I'm pretty sure there was a round porthole in Adama's cabin.


----------



## RedHeadKevin (May 1, 2009)

nope... it was a tv


(see? you could use that argument very easily!)


----------



## Bugfood (Jan 9, 2010)

From memory the only main window of any size on the nu*G* was the observation deck located at the very front of the ship.

In line with it being a battlewagon - and a space-borne one at that - there were almost no other windows / portholes etc.

Why? Because on a spaceship anything less that hullplating is weakness!

The CIC: no windows! As on modern sea warships, the *G*'s main CIC is buried deep inside the hull...with no windows.

There's a theme running through this.... 

But: don't get window lights confused with running lights.

Plus - to completely contradict everything I've just said - I suppose it would make sense to have hull lights....just incase the toasters got a boarding party onto the hull.

I'm going to have a bit of lie-down now...

*BF*


----------



## Seashark (Mar 28, 2006)

You would definately *want* windows. What if all of your sensor equipment was rendered inoperative? If you're on a ship with no windows, you're helpless. If your ship has observation ports you could at least look outside.


----------



## Richard Baker (Aug 8, 2006)

I wish Kirk had sent somebody to look outside a window during 'the Wrath of Khan'- both ships blind with sensors but outside the hull you could see a good ways off.

Back on Topic- didn't we see manned turrets in the final episode?

.


----------



## ajmadison (Oct 18, 1999)

The manned turrets have looked like that pretty much from day one. I saw individual renders of Galactica's anti-spacecraft guns, albeit not on the show, but fairly early in the series run. And yes, there is a large transparency enclosed bubble/canopy control cabin on it. In fact, the guns are huge compared to a typical human being, much larger than even a pair of 20mm M61 Vulcans. Apparently in nuBSG, the guns are manually controlled, in keeping with Galactica's overall design philosophy of making all weapon systems and sub-systems 'un-hackable.'


----------



## Richard Baker (Aug 8, 2006)

If they use manned turrets in combat there is a good chance they either can also have 'Spotter' blisters or have the gun turrets report in direct visual info in case the exterior cameras are not enough or not available...

.


----------



## Wolvster (Mar 14, 2006)

The FRAK CANNONS _{ what I like to call 'em..  }_
that are the G's main Guns are indeed HUGE ! 
They measure over 35 meters in length!

Oh, and they have a three man gun crew to
operate each turret.


----------



## wander1107 (Aug 12, 2006)

The cannons do have windows. See the blister in the center on this pic.


----------



## Rattrap (Feb 23, 1999)

Which would make those domes about 1/50 of an inch...


----------



## Paulbo (Sep 16, 2004)

That's a 0.02" optic fiber. Pretty do-able.


----------



## RedHeadKevin (May 1, 2009)

those "barrels" would look frakking awesome done in PE. Make a center "hole" with 3 spokes coming off it.

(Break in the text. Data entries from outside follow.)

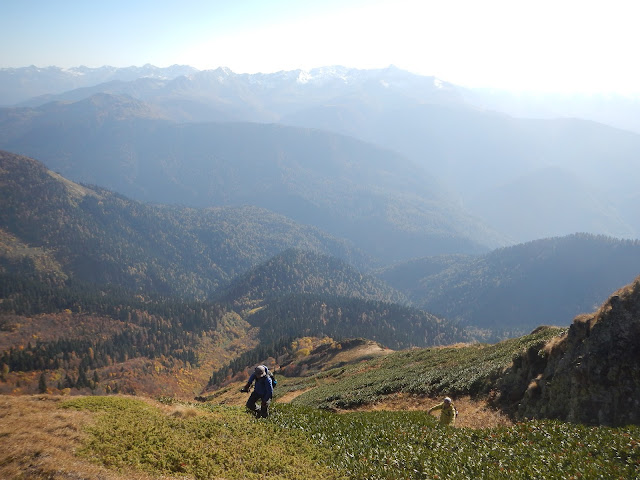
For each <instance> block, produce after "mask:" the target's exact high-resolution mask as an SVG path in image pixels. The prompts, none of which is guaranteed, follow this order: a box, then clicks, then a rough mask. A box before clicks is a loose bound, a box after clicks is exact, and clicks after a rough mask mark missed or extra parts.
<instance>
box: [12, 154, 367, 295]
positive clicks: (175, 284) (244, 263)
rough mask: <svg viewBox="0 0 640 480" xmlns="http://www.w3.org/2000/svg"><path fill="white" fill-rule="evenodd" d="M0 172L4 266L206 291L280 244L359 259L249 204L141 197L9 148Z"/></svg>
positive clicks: (118, 280) (240, 269)
mask: <svg viewBox="0 0 640 480" xmlns="http://www.w3.org/2000/svg"><path fill="white" fill-rule="evenodd" d="M0 179H1V184H0V200H1V202H2V205H3V208H2V209H1V210H0V247H1V250H0V253H2V255H0V261H1V262H2V263H1V265H2V266H3V268H4V269H6V270H7V271H12V272H16V273H21V274H32V273H33V271H34V270H36V271H39V272H40V273H43V274H47V275H57V276H58V277H60V278H67V277H70V278H76V279H79V280H84V281H88V282H94V283H116V284H118V285H121V286H123V287H127V288H132V289H135V288H140V289H142V290H143V291H145V292H157V293H162V294H180V295H186V296H188V297H192V298H205V297H206V296H207V295H210V294H211V293H212V292H213V291H214V290H215V289H216V288H217V287H218V286H219V285H220V284H221V283H222V282H226V281H229V280H230V279H231V278H233V277H234V276H235V275H237V274H239V273H242V272H244V271H246V270H247V269H249V268H250V267H252V266H254V265H256V264H258V263H259V262H262V261H265V260H267V259H268V258H270V257H271V256H273V255H276V254H277V253H279V252H281V251H282V250H283V249H286V248H287V247H296V248H301V249H308V250H315V251H319V252H323V253H325V254H331V255H336V256H338V257H341V258H344V259H347V260H349V261H350V262H351V263H353V264H355V265H361V266H362V265H364V264H365V262H367V261H368V260H367V257H366V256H365V255H363V254H361V253H359V252H358V251H357V250H356V249H355V248H352V247H350V246H349V245H348V244H347V242H345V241H341V240H338V239H335V238H332V237H330V236H329V235H327V234H325V233H323V232H321V231H319V230H317V229H315V228H313V227H308V226H302V225H298V224H296V223H294V222H293V221H291V220H289V219H287V218H284V217H282V216H280V215H276V214H273V213H271V212H269V211H266V210H263V209H259V208H256V207H236V208H231V207H228V208H210V209H193V208H185V207H165V206H157V205H147V204H142V203H139V202H135V201H132V200H129V199H127V198H124V197H122V196H120V195H117V194H114V193H112V192H109V191H106V190H104V189H100V188H98V187H88V186H80V185H78V184H75V183H72V182H70V181H68V180H65V179H64V178H62V177H60V176H59V175H56V174H53V173H52V172H50V171H48V170H47V169H46V168H45V167H44V166H42V165H41V164H40V163H38V162H37V161H34V160H31V159H28V158H26V157H21V156H18V155H13V154H10V153H8V152H0Z"/></svg>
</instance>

By the way, Moebius, are the gun turrets on the Galactica kit seperate parts? Are the barrels separate from the turret? (meaning, can we make the barrels elevated?)


----------



## JeffG (May 10, 2004)

Those cannons may not be as high tech as phasers, but for whatever reason, they look like they'd hurt a whole lot more!


----------



## Tim H. (Jun 23, 2009)

Could we see some pics of how the master is made into metal tooling? Never seen this done.


----------



## Darkhunter (Dec 17, 2003)

Tim H. said:


> Could we see some pics of how the master is made into metal tooling? Never seen this done.


That would be cool!


----------



## Knight1966 (Sep 25, 2007)

Captain_April said:


> That's not right!! You covered the cutting board so we couldn't figure out the size of the model!!BTW it looks great, I need more views!!!:thumbsup:


48cm x 17cm assuming the visible markings on the right are cm.


----------



## Paulbo (Sep 16, 2004)

Knight1966 said:


> 48cm x 17cm assuming the visible markings on the right are cm.


NO! They're inches. The model's going to be 48 x 17 inches! Awesome!


----------



## woof359 (Apr 27, 2003)

wasnt there a clear bubble on the back of the old BSG , some sort of observatory ?


----------



## ClubTepes (Jul 31, 2002)

woof359 said:


> wasnt there a clear bubble on the back of the old BSG , some sort of observatory ?


Yes there was an observatory on top of the engine section that Apollo had restored.

According to dialogue, there used to be quite a lot more of them scattered over the ship.

They were used to double check computer navigation.

Geek factor..........7.
I just happened to watch that ep. (Hand of God) a night or so ago.


----------



## Bugfood (Jan 9, 2010)

[Geek Note]

The main artillery turrets atop the G that other posters have referred to are the *KEWs*: *Kinetic Energy Weapon systems*.

From the Battlestar Wiki:

_A *kinetic energy weapon* is a weapon that causes damage as a result of the kinetic energy (motion) imparted to a projectile. This includes firearms firing solid bullets first and foremost but may also include guns firing explosive shells.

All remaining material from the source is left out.